Texte intégral
Q - Le Chancelier allemand soutient et appuie le projet de fédération européenne de son ministre des Affaires étrangères. Comment la France accueille-t-elle ce projet ?
R - Avec beaucoup d'intérêt. C'est une contribution importante. Ce n'est pas la première sur ce thème. Aujourd'hui, nous nous posons une question. Nous sommes en train d'élargir l'Europe. Elle va passer de 15 Etats membres, très homogènes, à une trentaine plus hétérogènes, en s'ouvrant aux pays d'Europe centrale et orientale. Et la question est : "Vers où va-t-on ?", "Quelle est la finalité de cette Europe nouvelle ?", "Comment cela fonctionne-t-il ?" Ce n'est pas une mince question. Il s'agit de l'avenir de l'Europe.
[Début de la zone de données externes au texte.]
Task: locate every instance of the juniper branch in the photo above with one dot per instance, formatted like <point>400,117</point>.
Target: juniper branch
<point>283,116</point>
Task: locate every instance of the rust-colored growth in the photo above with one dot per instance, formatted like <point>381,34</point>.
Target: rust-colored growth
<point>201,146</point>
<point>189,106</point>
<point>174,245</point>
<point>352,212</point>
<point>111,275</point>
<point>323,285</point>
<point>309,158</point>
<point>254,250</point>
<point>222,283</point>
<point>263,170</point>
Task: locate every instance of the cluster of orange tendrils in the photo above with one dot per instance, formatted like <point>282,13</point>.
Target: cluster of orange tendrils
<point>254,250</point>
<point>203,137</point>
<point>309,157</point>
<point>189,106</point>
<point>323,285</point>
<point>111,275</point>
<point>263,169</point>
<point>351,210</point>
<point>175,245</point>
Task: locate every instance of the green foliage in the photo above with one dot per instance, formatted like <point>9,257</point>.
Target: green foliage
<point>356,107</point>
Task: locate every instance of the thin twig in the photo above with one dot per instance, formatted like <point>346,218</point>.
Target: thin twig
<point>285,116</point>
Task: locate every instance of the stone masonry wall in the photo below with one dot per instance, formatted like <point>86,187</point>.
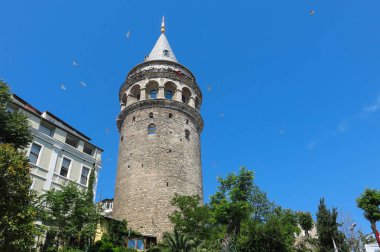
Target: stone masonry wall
<point>152,168</point>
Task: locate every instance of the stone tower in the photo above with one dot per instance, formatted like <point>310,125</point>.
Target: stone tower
<point>159,148</point>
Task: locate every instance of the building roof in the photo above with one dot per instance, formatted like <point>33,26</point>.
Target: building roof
<point>46,115</point>
<point>162,49</point>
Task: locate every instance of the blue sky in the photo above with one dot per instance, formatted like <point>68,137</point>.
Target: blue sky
<point>294,97</point>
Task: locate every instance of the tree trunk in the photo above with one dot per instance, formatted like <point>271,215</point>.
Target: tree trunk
<point>375,232</point>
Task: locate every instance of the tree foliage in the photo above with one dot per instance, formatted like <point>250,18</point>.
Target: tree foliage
<point>70,216</point>
<point>239,218</point>
<point>306,221</point>
<point>327,228</point>
<point>16,201</point>
<point>14,126</point>
<point>230,205</point>
<point>275,234</point>
<point>178,242</point>
<point>190,217</point>
<point>369,202</point>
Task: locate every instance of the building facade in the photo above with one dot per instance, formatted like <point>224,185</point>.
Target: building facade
<point>159,147</point>
<point>59,153</point>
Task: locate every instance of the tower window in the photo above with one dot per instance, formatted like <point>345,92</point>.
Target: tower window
<point>153,94</point>
<point>187,134</point>
<point>151,129</point>
<point>168,94</point>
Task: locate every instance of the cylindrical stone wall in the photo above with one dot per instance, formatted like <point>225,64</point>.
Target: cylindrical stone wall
<point>153,168</point>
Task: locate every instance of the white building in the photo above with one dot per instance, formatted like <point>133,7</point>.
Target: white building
<point>59,153</point>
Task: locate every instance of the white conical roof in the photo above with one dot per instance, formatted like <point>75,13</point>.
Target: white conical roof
<point>161,50</point>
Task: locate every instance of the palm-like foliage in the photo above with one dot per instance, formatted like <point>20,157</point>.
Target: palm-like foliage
<point>178,242</point>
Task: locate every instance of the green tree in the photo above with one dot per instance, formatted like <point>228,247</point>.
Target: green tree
<point>306,221</point>
<point>275,234</point>
<point>190,217</point>
<point>178,242</point>
<point>70,215</point>
<point>369,202</point>
<point>327,228</point>
<point>14,126</point>
<point>230,205</point>
<point>117,232</point>
<point>17,213</point>
<point>261,207</point>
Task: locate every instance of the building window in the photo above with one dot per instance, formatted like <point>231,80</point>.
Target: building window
<point>88,149</point>
<point>84,175</point>
<point>168,94</point>
<point>153,94</point>
<point>65,167</point>
<point>151,129</point>
<point>72,140</point>
<point>46,129</point>
<point>34,153</point>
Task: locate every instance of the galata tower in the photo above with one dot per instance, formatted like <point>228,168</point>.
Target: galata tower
<point>159,147</point>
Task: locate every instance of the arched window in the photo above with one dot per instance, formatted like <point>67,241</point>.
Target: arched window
<point>153,94</point>
<point>151,129</point>
<point>170,89</point>
<point>135,93</point>
<point>186,94</point>
<point>168,94</point>
<point>124,100</point>
<point>196,102</point>
<point>151,90</point>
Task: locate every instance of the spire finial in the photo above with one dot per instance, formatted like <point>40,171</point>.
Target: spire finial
<point>163,25</point>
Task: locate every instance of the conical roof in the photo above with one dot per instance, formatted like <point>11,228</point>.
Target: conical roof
<point>161,50</point>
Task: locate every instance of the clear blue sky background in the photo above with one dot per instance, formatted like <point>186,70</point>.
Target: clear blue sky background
<point>294,97</point>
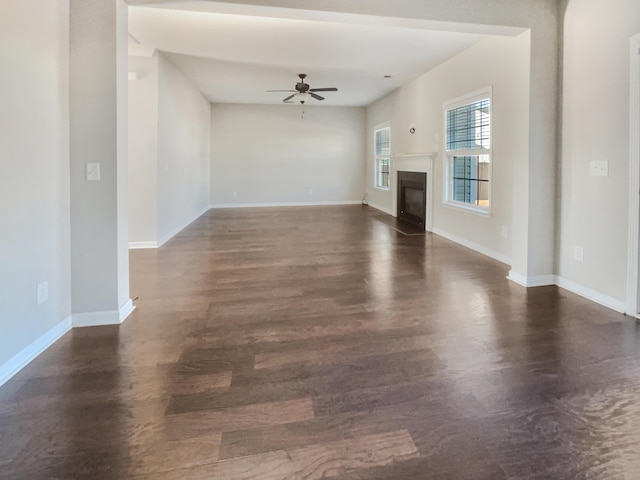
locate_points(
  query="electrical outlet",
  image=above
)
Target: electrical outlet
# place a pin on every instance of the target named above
(578, 253)
(93, 172)
(42, 292)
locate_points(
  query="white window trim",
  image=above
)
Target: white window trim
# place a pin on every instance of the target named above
(376, 128)
(449, 154)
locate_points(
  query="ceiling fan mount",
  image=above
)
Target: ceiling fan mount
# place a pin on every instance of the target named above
(303, 91)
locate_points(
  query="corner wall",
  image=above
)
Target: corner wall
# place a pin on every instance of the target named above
(170, 152)
(270, 155)
(143, 152)
(34, 178)
(595, 126)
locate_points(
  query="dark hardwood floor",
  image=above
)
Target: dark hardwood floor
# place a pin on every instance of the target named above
(308, 343)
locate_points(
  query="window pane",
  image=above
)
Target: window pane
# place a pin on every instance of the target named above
(468, 127)
(383, 141)
(382, 178)
(470, 179)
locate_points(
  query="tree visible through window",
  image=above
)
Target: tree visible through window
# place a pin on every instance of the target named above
(468, 144)
(382, 148)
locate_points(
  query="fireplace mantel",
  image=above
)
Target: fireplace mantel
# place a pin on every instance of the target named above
(413, 162)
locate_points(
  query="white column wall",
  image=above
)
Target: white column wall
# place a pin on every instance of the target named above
(98, 134)
(34, 178)
(143, 152)
(596, 106)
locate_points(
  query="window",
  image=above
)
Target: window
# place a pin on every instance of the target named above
(382, 149)
(468, 145)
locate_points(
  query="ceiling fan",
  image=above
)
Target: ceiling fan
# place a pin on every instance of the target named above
(302, 91)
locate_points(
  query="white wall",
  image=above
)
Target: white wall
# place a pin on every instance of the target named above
(169, 150)
(498, 62)
(270, 155)
(596, 127)
(98, 134)
(184, 151)
(143, 151)
(34, 171)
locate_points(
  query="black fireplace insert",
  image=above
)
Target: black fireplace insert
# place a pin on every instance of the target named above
(412, 197)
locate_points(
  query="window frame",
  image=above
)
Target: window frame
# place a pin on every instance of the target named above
(471, 98)
(377, 158)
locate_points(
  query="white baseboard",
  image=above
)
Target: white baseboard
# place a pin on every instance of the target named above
(381, 208)
(141, 245)
(473, 246)
(589, 294)
(30, 352)
(168, 236)
(285, 204)
(534, 281)
(99, 319)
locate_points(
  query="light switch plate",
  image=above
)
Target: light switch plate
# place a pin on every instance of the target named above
(42, 293)
(599, 168)
(93, 172)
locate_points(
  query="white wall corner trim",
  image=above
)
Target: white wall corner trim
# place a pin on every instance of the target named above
(284, 204)
(633, 273)
(473, 246)
(30, 352)
(98, 319)
(604, 300)
(381, 208)
(176, 231)
(142, 245)
(528, 282)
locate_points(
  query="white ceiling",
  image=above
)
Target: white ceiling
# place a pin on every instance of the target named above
(233, 53)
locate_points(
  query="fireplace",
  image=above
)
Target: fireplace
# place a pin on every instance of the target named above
(412, 198)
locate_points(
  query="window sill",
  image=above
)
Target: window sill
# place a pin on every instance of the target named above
(472, 210)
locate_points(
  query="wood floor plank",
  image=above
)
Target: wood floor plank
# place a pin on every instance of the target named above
(312, 462)
(202, 423)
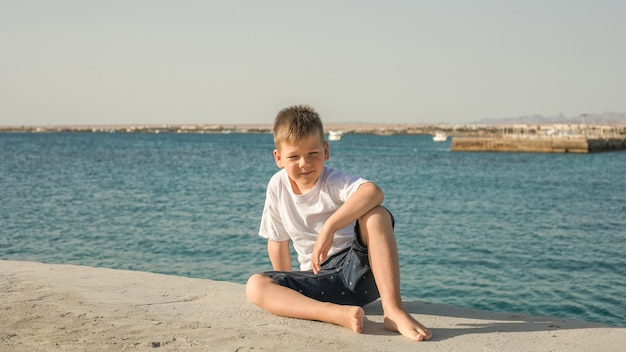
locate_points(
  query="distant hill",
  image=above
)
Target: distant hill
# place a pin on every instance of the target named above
(607, 118)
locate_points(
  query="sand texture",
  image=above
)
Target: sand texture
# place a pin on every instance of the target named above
(75, 308)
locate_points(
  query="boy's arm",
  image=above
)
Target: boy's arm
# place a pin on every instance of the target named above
(280, 257)
(364, 199)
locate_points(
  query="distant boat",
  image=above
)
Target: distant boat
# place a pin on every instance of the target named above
(440, 137)
(335, 135)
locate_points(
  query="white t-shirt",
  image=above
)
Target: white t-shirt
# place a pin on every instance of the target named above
(299, 218)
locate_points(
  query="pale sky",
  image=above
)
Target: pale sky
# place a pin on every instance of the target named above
(224, 62)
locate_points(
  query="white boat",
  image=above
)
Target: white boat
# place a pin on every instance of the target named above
(335, 135)
(440, 137)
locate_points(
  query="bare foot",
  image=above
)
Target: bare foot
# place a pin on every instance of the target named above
(405, 324)
(350, 317)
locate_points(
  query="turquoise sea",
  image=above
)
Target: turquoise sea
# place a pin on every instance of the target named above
(543, 234)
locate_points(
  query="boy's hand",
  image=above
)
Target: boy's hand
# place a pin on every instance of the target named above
(320, 250)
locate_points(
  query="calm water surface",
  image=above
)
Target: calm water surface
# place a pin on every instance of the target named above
(537, 233)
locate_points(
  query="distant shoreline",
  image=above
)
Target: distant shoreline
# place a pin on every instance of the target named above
(350, 128)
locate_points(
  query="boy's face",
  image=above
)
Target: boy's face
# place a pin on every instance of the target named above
(303, 161)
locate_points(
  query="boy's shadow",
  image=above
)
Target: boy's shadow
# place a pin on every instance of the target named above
(462, 321)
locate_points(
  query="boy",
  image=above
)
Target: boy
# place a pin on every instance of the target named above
(340, 231)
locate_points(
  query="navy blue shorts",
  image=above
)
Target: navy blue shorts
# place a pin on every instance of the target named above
(345, 278)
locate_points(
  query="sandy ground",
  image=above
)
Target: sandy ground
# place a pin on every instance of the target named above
(74, 308)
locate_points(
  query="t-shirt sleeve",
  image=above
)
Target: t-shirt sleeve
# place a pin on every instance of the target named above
(271, 225)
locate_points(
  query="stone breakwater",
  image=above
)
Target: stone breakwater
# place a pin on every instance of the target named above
(537, 145)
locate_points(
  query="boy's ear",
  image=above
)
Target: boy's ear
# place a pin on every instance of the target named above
(278, 160)
(326, 151)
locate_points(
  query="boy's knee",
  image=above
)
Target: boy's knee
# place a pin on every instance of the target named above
(378, 213)
(254, 287)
Aujourd'hui, il y a eu plusieurs propositions. Il y a eu celle de Jacques Delors, qui proposait une fédération d'Etats-nations. Il y avait eu, dans les années 1990, celle de parlementaires de la CDU qui proposaient un noyau dur. L'idée est toujours un peu la même : comment faire en sorte qu'à 30, on ait à la fois un espace commun, et, en même temps, que quelques-uns puissent avancer plus vite que les autres ? La réponse de Joschka Fischer c'est la fédération. On peut discuter sur le point d'arrivée, mais en attendant c'est un texte très intéressant qui a le mérite d'ouvrir cette grande question.
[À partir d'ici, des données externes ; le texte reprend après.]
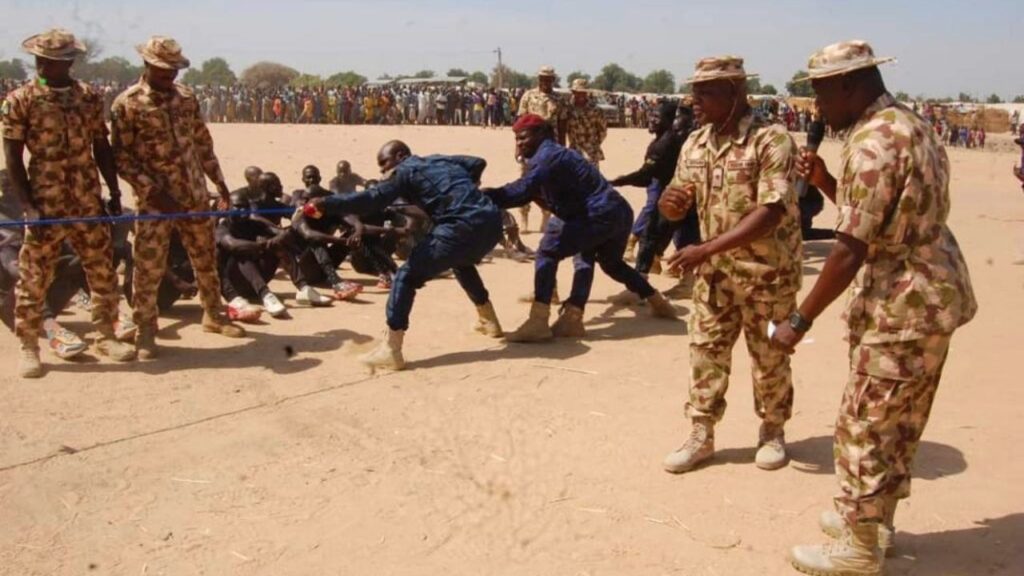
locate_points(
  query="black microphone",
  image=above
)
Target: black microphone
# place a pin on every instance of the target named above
(815, 133)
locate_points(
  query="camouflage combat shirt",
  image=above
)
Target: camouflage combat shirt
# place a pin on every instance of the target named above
(893, 194)
(58, 127)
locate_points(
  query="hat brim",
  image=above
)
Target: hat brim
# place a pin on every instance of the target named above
(873, 63)
(699, 80)
(68, 54)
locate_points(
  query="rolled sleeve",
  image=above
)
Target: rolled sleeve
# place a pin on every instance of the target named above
(15, 121)
(775, 173)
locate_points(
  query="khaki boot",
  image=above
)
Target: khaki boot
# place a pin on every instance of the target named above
(145, 342)
(832, 524)
(631, 246)
(528, 297)
(699, 447)
(109, 345)
(29, 365)
(217, 324)
(660, 307)
(569, 323)
(536, 328)
(771, 448)
(486, 321)
(856, 553)
(388, 353)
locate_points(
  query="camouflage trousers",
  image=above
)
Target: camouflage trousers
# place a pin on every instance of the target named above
(152, 241)
(719, 316)
(884, 412)
(37, 261)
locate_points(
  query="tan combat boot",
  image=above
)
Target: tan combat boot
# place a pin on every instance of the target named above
(771, 447)
(388, 353)
(569, 323)
(29, 365)
(486, 321)
(536, 328)
(660, 307)
(832, 524)
(109, 345)
(217, 324)
(856, 553)
(145, 342)
(699, 447)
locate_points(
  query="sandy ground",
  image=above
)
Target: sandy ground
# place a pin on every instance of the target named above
(231, 457)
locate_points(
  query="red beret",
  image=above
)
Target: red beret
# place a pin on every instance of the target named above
(528, 121)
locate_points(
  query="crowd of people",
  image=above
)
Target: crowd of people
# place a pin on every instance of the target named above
(721, 181)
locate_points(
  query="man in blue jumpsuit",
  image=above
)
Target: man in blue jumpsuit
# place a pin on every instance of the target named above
(593, 220)
(467, 225)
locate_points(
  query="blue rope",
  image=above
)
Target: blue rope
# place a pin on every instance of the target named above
(134, 217)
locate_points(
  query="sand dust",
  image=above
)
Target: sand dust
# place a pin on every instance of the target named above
(232, 457)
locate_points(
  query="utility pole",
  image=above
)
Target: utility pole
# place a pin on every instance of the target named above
(501, 69)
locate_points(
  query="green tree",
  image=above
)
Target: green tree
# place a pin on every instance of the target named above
(13, 70)
(347, 78)
(266, 74)
(659, 82)
(509, 78)
(615, 79)
(800, 88)
(217, 72)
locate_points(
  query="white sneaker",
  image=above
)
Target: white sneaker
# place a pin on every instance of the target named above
(308, 296)
(272, 305)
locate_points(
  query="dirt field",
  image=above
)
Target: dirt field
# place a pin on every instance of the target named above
(232, 457)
Q - Il fixe justement le point d'arrivée, en disant "fédération avec une constitution" qui fixera, de façon claire, précise et, de manière à ce que chacun s'y retrouve, la répartition des pouvoirs entre l'Europe et les Etats-nations.
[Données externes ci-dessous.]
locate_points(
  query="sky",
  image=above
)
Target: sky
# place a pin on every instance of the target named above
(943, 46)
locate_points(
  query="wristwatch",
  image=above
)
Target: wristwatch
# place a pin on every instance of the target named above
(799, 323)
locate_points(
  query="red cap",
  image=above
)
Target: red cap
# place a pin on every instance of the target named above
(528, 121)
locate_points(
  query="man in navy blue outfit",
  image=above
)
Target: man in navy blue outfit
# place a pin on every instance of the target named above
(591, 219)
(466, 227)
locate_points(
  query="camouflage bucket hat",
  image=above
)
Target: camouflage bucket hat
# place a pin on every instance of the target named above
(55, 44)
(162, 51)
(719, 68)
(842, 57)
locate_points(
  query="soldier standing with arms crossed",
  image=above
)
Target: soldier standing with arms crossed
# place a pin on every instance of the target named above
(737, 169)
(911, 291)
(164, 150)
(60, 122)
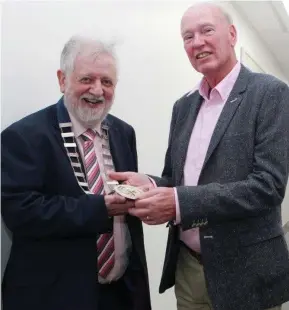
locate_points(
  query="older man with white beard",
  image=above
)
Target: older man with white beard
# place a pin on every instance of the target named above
(74, 245)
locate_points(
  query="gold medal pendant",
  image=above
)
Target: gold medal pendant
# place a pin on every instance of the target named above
(128, 191)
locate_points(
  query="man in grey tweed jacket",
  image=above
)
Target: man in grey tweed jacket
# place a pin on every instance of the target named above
(223, 184)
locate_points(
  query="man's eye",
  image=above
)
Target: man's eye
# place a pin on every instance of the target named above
(208, 30)
(107, 82)
(186, 38)
(85, 80)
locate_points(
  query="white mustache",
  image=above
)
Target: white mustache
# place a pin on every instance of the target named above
(93, 99)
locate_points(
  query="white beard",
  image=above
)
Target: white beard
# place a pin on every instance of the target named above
(89, 117)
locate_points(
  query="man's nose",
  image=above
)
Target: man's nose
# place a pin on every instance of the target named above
(96, 89)
(198, 41)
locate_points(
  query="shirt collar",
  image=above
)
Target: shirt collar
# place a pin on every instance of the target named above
(79, 129)
(224, 88)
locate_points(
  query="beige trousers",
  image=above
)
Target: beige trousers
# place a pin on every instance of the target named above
(190, 287)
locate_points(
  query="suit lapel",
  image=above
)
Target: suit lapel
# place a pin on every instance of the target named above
(116, 149)
(228, 111)
(185, 135)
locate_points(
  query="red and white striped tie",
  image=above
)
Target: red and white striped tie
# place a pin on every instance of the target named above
(105, 242)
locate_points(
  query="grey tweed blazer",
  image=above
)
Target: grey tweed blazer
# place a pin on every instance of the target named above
(237, 203)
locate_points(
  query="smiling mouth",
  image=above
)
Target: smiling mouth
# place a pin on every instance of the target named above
(93, 101)
(203, 55)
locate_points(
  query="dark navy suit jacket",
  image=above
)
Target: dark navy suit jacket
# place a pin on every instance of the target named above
(54, 224)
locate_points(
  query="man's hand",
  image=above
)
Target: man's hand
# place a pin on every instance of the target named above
(132, 178)
(156, 206)
(117, 205)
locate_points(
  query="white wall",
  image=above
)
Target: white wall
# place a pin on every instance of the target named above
(154, 73)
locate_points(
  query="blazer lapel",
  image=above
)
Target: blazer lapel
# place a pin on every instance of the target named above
(185, 135)
(116, 149)
(228, 112)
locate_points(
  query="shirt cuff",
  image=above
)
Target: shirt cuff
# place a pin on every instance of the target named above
(178, 213)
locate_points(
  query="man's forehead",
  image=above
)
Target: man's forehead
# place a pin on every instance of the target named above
(91, 62)
(201, 14)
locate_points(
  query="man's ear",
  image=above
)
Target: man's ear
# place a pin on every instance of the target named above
(233, 35)
(61, 80)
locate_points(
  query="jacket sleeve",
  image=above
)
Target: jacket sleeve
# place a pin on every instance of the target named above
(265, 186)
(27, 210)
(166, 179)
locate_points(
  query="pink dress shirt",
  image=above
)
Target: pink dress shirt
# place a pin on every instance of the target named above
(122, 240)
(202, 132)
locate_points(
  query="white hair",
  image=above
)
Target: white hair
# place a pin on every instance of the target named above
(216, 4)
(78, 45)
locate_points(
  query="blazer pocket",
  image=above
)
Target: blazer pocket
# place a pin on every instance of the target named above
(247, 239)
(28, 279)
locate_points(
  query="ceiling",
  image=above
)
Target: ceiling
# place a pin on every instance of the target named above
(271, 21)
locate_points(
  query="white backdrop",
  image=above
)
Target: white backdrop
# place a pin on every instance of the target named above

R - Avant de parler du point d'arrivée, je préférerais parler du cheminement, qui est intéressant. Il dit que nous devons, en premier, commencer par réussir la Conférence intergouvernementale sous la présidence française. Je crois que c'est très important, car l'enjeu est que l'Europe continue à fonctionner. Sinon, elle est absolument en crise. Il dit, en deuxième lieu, qu'il faut accentuer la flexibilité au sein de l'Europe. C'est ce que l'on appelle les coopérations renforcées entre quelques pays qui peuvent aller de l'avant. Troisièmement, c'est important aussi et c'est un peu nouveau sous la plume d'un Allemand, il insiste sur le rôle des Etats-nations. Je crois que, notamment pour un Français ou un Anglais, c'est quelque chose qui est rassurant. Le cheminement, la méthode vont plutôt dans le bon sens. Ensuite, ayons le débat sur la fédération. Personnellement, je m'interroge, non pas tant sur les finalités elles-mêmes que sur l'appétit que vont manifester nos grands partenaires - les Espagnols, les Italiens, les Belges et les Luxembourgeois, et je ne parle pas des Britanniques - pour un système fédéral qui suppose effectivement d'avoir un gouvernement unique, une Commission qui existe déjà, et un Parlement européen unique. Je crois que cela se fera peut-être, mais petit-à-petit. Là-dessus, je suis assez fidèle à la méthode des pères fondateurs de l'Europe, la méthode Monnet, qui est une méthode pragmatique, qui suppose qu'on avance pas-à-pas dans ces matières. Mais le premier pas est celui qui compte.
Q - Vous parlez des partenaires, mais néanmoins, M. Fischer nous dit que le moment est venu pour que, de nouveau, l'Allemagne et la France, ensemble, soient les initiateurs, les leaders, les moteurs, les locomotives de l'Europe.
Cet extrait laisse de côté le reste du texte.